Ini bukan kisahku, namun sepenggal kisah seorang teman yang sudah tidak kuat memendam rasa sakit yang perlakuan tidak menyenangkan dari keluarga maupun suaminya. Entahlah, aku hanya memenuhi panggilan telepon darinya untuk bertemu.
Dia berkata, ingin sekali bercerita kisah tidak menyenangkan dari segelumit masalah yang dia rasakan setelah perlakuan tak menyenangkan itu. Bahkan, dia hampir gila oleh bayang-bayang penyiksaan dari suaminya.
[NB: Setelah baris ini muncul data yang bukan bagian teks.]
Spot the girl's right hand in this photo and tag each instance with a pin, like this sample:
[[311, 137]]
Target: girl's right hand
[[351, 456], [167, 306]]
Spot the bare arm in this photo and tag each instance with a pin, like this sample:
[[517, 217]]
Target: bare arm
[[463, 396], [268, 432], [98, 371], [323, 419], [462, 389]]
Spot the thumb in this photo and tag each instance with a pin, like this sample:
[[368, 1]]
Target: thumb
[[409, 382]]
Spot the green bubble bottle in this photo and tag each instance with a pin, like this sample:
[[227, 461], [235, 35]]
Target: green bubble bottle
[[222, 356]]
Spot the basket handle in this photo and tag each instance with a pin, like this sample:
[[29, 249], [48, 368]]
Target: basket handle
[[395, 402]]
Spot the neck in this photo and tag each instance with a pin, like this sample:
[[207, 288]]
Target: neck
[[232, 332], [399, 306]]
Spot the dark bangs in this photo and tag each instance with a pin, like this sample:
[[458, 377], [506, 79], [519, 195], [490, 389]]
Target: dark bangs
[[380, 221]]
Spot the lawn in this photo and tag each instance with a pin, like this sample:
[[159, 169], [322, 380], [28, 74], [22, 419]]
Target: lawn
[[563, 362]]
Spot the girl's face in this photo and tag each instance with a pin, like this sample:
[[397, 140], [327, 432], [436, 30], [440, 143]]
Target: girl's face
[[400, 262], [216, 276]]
Pagi, sebenarnya masih terlihat indah tapi kali ini tak seindah kemarin. Langit terlihat mendung, awannya tak terlihat putih cerah. Hitam ke-abu-abuan. Suara petir sedikit bersahutan, namun tanda hujan akan turun belum juga kelihatan. Aku menghela napas, lalu menyeruput teh manis hangat yang kupesan tadi.
Klinting.
Suara lonceng pada pintu keluar masuk kafe berbunyi. Aku menoleh, "Akhirnya, dia datang juga!" gumamku pelan. Lalu, senyum dari bibirnya yang sedikit lembab dan kemerahan merekah di wajah perempuan yang kini berhijab.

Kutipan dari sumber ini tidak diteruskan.